UrbanSim's REDM uses a probit or logit regression to estimate the probability that a parcel undergoes redevelopment in a given year, based on:

  • Land value to improvement value ratio (a proxy for redevelopment pressure)
  • Zoning capacity (allowable FAR, height limits, unit counts)
  • Accessibility metrics (distance to transit, employment centers)
  • Recent nearby development activity (spatial lag variables)

Calibration requires matching the model's predicted development rates and spatial distribution against observed permit data from a historical base period—typically 10–15 years of building permit records disaggregated to the parcel level.


UrbanSim REDM parcel-level calibration workflow with five steps and performance targets

Step-by-Step Calibration Workflow

1. Assemble the Training Dataset

Pull parcel-level assessor data, building permit records, and zoning shapefiles into UrbanSim's PostgreSQL/PostGIS database. The urbansim_defaults configuration expects tables named parcels, buildings, households, jobs, and zones. Use the data_store HDF5 format for in-memory simulation runs.

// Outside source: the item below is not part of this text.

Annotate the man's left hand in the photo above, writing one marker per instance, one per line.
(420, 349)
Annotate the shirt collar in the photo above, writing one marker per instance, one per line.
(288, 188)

# Example: load parcel data using UrbanSim's data utilities
python scripts/data_preparation/load_parcels.py --config configs/seattle_config.yaml

2. Define the Profit Proxy Variable

The REDM's core signal is whether redevelopment is financially viable. A common proxy is:

profit_proxy = (land_value / (land_value + improvement_value)) * zoning_capacity_ratio

Where zoning_capacity_ratio = allowable_sqft / existing_sqft. Parcels with ratios above 1.5 and land value fractions above 0.6 are strong redevelopment candidates. Validate this against your permit data before proceeding.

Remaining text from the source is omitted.